Una vez que supimos desde dónde se habían enviado aquellas postales, resultó muy fácil seguir la pista. No tenía sentido preocuparse más: todo lo que Lexie hubiera hecho antes de llegar a nuestra jurisdicción y conseguir que la asesinaran no era asunto nuestro, pero aun así Frank se empeñó en investigarlo. Me envió el expediente, con el sello CASO CERRADO estampado y sin ninguna nota.

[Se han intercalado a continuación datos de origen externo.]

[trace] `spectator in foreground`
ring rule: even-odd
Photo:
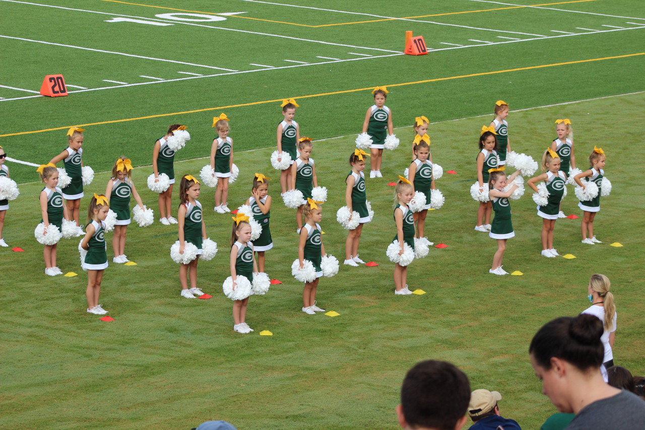
[[[558,411],[575,414],[567,430],[642,430],[645,403],[602,379],[602,332],[593,315],[553,320],[531,341],[531,364]]]
[[[429,360],[408,371],[397,406],[399,424],[415,430],[459,430],[468,419],[468,378],[455,365]]]
[[[522,430],[516,421],[502,417],[497,405],[501,400],[502,395],[497,391],[473,391],[468,404],[468,415],[475,424],[468,430],[496,430],[499,427],[504,430]]]

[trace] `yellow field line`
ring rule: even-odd
[[[449,76],[447,77],[437,77],[433,79],[424,79],[422,81],[413,81],[412,82],[403,82],[401,83],[395,83],[395,84],[386,84],[387,87],[402,87],[404,85],[413,85],[415,84],[421,83],[428,83],[429,82],[439,82],[440,81],[449,81],[451,79],[458,79],[463,77],[473,77],[474,76],[485,76],[486,75],[495,75],[500,73],[507,73],[509,72],[519,72],[521,70],[530,70],[536,68],[543,68],[545,67],[554,67],[555,66],[564,66],[570,64],[580,64],[581,63],[590,63],[591,61],[599,61],[601,60],[608,60],[608,59],[615,59],[617,58],[626,58],[628,57],[635,57],[636,56],[642,56],[645,55],[645,52],[638,52],[637,54],[626,54],[622,56],[615,56],[613,57],[603,57],[602,58],[591,58],[590,59],[585,60],[577,60],[575,61],[566,61],[565,63],[554,63],[553,64],[545,64],[539,66],[528,66],[527,67],[519,67],[517,68],[508,68],[503,70],[494,70],[493,72],[482,72],[480,73],[472,73],[469,75],[459,75],[457,76]],[[319,94],[310,94],[308,96],[297,96],[294,98],[296,99],[307,99],[313,97],[322,97],[323,96],[333,96],[335,94],[344,94],[350,92],[356,92],[358,91],[366,91],[368,90],[373,89],[373,87],[370,87],[368,88],[359,88],[353,90],[342,90],[341,91],[333,91],[332,92],[323,92]],[[90,123],[88,124],[74,124],[71,125],[66,125],[62,127],[55,127],[53,128],[45,128],[43,130],[35,130],[32,131],[26,132],[19,132],[17,133],[9,133],[7,134],[0,134],[0,138],[6,138],[10,136],[19,136],[21,134],[31,134],[33,133],[42,133],[43,132],[54,131],[55,130],[66,130],[70,127],[90,127],[92,125],[101,125],[102,124],[114,124],[115,123],[123,123],[128,121],[138,121],[139,119],[149,119],[150,118],[159,118],[163,116],[172,116],[174,115],[184,115],[186,114],[195,114],[200,112],[208,112],[209,110],[219,110],[221,109],[230,109],[235,107],[241,107],[244,106],[253,106],[254,105],[264,105],[266,103],[273,103],[278,101],[282,101],[283,99],[275,99],[274,100],[263,100],[262,101],[252,101],[248,103],[240,103],[239,105],[230,105],[228,106],[218,106],[217,107],[212,108],[204,108],[203,109],[195,109],[194,110],[184,110],[183,112],[175,112],[170,114],[159,114],[158,115],[149,115],[148,116],[140,116],[135,118],[125,118],[123,119],[113,119],[112,121],[102,121],[98,123]]]
[[[153,5],[142,5],[141,3],[132,3],[127,1],[121,1],[120,0],[101,0],[101,1],[109,1],[113,3],[123,3],[124,5],[132,5],[133,6],[143,6],[148,8],[157,8],[158,9],[168,9],[170,10],[177,10],[178,12],[193,12],[195,14],[205,14],[208,15],[219,15],[219,14],[215,14],[214,12],[201,12],[200,10],[189,10],[187,9],[177,9],[175,8],[168,8],[163,6],[154,6]],[[253,19],[255,21],[264,21],[268,23],[275,23],[277,24],[288,24],[289,25],[297,25],[301,27],[310,27],[312,28],[317,28],[319,27],[329,27],[336,25],[349,25],[350,24],[365,24],[368,23],[380,23],[386,21],[397,21],[399,19],[413,19],[415,18],[428,18],[433,16],[444,16],[446,15],[459,15],[461,14],[475,14],[477,12],[491,12],[493,10],[505,10],[506,9],[520,9],[522,8],[530,8],[530,7],[537,7],[540,6],[553,6],[554,5],[565,5],[567,3],[580,3],[586,1],[597,1],[597,0],[570,0],[569,1],[559,1],[555,3],[542,3],[540,5],[530,5],[528,6],[511,6],[506,8],[495,8],[493,9],[482,9],[481,10],[465,10],[462,12],[446,12],[445,14],[433,14],[432,15],[419,15],[418,16],[408,16],[402,18],[382,18],[380,19],[371,19],[369,21],[357,21],[351,23],[338,23],[337,24],[321,24],[320,25],[308,25],[307,24],[298,24],[297,23],[288,23],[283,21],[273,21],[272,19],[264,19],[263,18],[253,18],[250,16],[243,16],[241,15],[228,15],[226,16],[230,16],[235,18],[243,18],[244,19]]]

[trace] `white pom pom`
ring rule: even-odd
[[[159,194],[166,191],[170,186],[170,178],[165,173],[160,173],[156,179],[159,180],[155,182],[154,173],[148,177],[148,188],[150,189],[150,191]]]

No consiguieron localizarla en Sidney: lo máximo que obtuvieron fue el testimonio de un surfero que creía haberla visto vendiendo helados en Manley Beach y creía recordar que su nombre era Hazel, pero su declaración era un mar de dudas y era demasiado densa como para contemplarlo como un testigo fiable. En Nueva Zelanda, en cambio, había adoptado la identidad de Naomi Ballantine, la más eficiente recepcionista de cuantas que ofrecía la empresa de trabajo temporal en su catálogo, hasta que un cliente satisfecho había empezado a presionarla para emplearla a jornada completa. En San Francisco fue una jovencita hippie llamada Alanna Goldman que trabajaba en una tienda de artículos para la playa y pasaba gran parte del tiempo fumando marihuana en torno a las fogatas; las fotografías de sus amigos la mostraban con rizos hasta la cintura ondeando por efecto de la brisa oceánica, con los pies descalzos y collares de conchas marinas y unas piernas bronceadas con unos tejanos cortos. En Liverpool fue Mags Mackenzie, una aspirante a diseñadora de sombreros que entre semana servía tragos largos en una extravagante coctelería y vendía sus sombreros en un puesto del mercado los fines de semana; la fotografía la mostraba tocada con un sombrero de ala ancha de terciopelo rojo con un bullón de seda vieja y encaje sobre una oreja y riendo. Sus compañeras de piso, una pandilla de jóvenes noctámbulas de alto octanaje que se dedicaban a la misma suerte de actividad -a saber, moda, coros en grupos de música y algo llamado «arte urbano»-, afirmaron que dos semanas antes de largarse le habían ofrecido un contrato para diseñar para una boutique muy en boga por aquel entonces. Ni siquiera se habían preocupado al despertarse y descubrir que había desaparecido. Mags se las apañaría para estar bien: siempre lo había hecho.

La carta de Chad estaba enganchada con clip a una fotografía instantánea borrosa de ambos tomada delante de un lago, en un día de un sol resplandeciente. Ella lucía una larga trenza, una camiseta que le iba enorme y una sonrisa tímida; apartaba la mirada de la cámara. Chad aparecía alto, bronceado y degarbado, inclinando su cabeza de cabello dorado y esponjoso. La tenía rodeada con el brazo y la miraba como si no diera crédito a la suerte que le había deparado el destino. «Sólo desearía que me hubieras dado la oportunidad de irme contigo -decía la carta-, sólo esa oportunidad, May. Habría ido a cualquier parte. Espero que hayas encontrado lo que querías. Me habría encantado saber qué era y por qué no era yo.»

Fotocopié las fotografías y los interrogatorios y le envié el historial de vuelta a Frank, con una escueta nota adjunta: «Gracias». La tarde del día siguiente salí pronto del trabajo y fui a ver a Abby.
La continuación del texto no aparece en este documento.